Depending on the need for protection, it must be ensured that deployed systems can be recovered in the event of a malfunction. The Processor shall implement the following measures as part of access control:
.1A data protection concept is available for personal data, for the application programmes for their processing as well as for the correspondingly required system environment.
.2Only high quality data carriers are used for data backup
.3Restoring individual files is possible without much effort, and the availability of backup data and a suitable infrastructure (readers and software) is ensured.

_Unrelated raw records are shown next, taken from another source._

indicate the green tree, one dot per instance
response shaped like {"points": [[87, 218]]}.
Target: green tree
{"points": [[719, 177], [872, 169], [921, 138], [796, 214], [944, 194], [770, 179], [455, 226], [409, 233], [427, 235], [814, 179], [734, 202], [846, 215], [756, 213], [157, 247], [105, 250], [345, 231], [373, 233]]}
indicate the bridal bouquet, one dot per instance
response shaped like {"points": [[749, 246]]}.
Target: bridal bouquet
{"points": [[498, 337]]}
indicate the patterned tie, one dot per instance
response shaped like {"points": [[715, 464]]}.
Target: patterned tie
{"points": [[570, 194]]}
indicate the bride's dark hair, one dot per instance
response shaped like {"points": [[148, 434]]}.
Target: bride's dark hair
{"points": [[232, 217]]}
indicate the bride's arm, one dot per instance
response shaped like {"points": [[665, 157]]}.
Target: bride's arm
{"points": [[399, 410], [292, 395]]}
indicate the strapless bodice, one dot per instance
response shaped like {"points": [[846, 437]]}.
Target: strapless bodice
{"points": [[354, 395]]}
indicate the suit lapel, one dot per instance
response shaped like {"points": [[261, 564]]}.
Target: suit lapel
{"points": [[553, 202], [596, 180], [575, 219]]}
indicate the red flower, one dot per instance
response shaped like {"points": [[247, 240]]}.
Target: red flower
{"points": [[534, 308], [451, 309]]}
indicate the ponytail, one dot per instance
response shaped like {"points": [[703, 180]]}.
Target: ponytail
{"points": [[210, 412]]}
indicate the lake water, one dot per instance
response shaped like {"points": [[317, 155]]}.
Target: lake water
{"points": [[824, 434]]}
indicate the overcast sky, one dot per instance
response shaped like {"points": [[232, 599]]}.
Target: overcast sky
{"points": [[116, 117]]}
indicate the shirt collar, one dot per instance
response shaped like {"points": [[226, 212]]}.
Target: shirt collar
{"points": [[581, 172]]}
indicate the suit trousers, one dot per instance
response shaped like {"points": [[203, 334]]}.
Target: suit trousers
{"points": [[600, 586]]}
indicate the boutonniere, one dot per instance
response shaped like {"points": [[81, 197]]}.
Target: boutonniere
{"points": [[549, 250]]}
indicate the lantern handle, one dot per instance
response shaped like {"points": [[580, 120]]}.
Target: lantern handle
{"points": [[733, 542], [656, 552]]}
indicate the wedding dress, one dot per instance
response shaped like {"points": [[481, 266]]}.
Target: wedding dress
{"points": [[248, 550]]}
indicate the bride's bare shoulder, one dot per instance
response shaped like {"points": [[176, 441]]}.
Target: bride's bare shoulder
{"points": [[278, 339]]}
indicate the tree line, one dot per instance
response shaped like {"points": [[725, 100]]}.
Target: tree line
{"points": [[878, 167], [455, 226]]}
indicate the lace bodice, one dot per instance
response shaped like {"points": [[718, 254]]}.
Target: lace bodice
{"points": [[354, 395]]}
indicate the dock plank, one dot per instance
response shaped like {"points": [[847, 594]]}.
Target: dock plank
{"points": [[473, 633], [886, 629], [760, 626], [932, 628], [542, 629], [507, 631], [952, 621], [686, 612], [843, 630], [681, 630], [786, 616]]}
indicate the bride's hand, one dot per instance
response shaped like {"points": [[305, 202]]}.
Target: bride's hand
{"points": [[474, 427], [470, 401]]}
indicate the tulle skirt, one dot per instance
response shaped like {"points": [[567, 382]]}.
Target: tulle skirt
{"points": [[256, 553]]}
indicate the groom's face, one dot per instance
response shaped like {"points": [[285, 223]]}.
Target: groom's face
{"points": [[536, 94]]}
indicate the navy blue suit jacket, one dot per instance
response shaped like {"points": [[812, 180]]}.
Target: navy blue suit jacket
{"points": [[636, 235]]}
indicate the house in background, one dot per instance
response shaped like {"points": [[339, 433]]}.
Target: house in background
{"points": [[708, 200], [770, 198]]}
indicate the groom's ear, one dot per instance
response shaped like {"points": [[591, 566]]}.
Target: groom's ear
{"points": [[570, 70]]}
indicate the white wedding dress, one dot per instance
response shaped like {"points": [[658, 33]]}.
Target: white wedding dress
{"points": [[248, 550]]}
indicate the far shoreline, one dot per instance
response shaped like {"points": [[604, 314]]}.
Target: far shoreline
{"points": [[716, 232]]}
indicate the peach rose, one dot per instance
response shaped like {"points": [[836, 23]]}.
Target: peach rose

.4The data carriers for data backup are kept under lock and key and are only accessible to the system administrators entrusted with this task
Itmust be ensured that, depending on the protection requirements, all functions of the system are available (availability, resilience), any malfunctions that occur are reported (reliability) and stored personal data cannot be damaged or disclosed by malfunctions of the system (integrity, confidentiality). The Processor shall implement the following access control measures:
.1Log data is protected against manipulation
.2Log data is deleted as soon as it is no longer required
.3There is a list of the IT equipment used as well as dedicated documentation of the hardware including the network connection
.4A register of the processing activities used is available
.5Work instructions are available in writing and are known (trained) to all employees involved in processing
.6Employees are trained on their obligations to cooperate under data protection law. The training is documented
.7Certifications or audits are carried out by independent or internal bodies. A data protection officer is appointed to perform tasks pursuant to Art 39 GDPR
.8A data breach notification concept is in place
.9Employees were informed in a documented manner about reporting channels and emergency plans in the event of data protection violations
.10It is ensured that the Controller is informed about data protection breaches
.11Measures are established to ensure that the principle of data minimisation and purpose limitation are observed when processing personal data
.12It is ensured that default settings limit the processing of personal data to what is necessary for the purpose of processing
.13Measures are established to ensure that the principle of data minimisation and purpose limitation are observed when processing personal data
.14It is ensured that default settings limit the processing of personal data to what is necessary for the purpose of processing
.15The execution of the order is ensured by internal control measures with regard to the qualitative, quantitative and temporal requirements of the order
.16The processing of personal data by Sub-processors is carried out on the basis of processing agreements pursuant to Art 28 GDPR
Measures shall be taken for the timely detection and traceability of (i) unauthorised access or disclosure of personal data and (ii) any event that may lead to a personal data breach. The Processor shall implement the following access control measures:
.1Detection of data breaches and unauthorised access is done through warnings from the management software
.2Ongoing monitoring of access authorisations
.3Implementation of 2-factor authentication when accessing data
.aAs part of the control of compliance with the above data protection requirements, the implementation of and compliance with the technical organisational measures may be audited by the Controller or a third party appointed by him. The Controller reserves the right to determine the audit interval and the audit depth. Due to data protection incidents on the one hand, or proof of compliance with data protection and data security requirements, such as data protection-specific certification procedures approved by the supervisory authority as well as data protection seals and seals of approval on the other hand, the audit interval and the audit depth may be narrower or wider.
.bAs a result, the Processor must provide sufficient guarantees that appropriate technical organisational measures are implemented in such a way that all data protection and data security requirements are met, thereby ensuring an adequate level of protection for the rights of the data subject.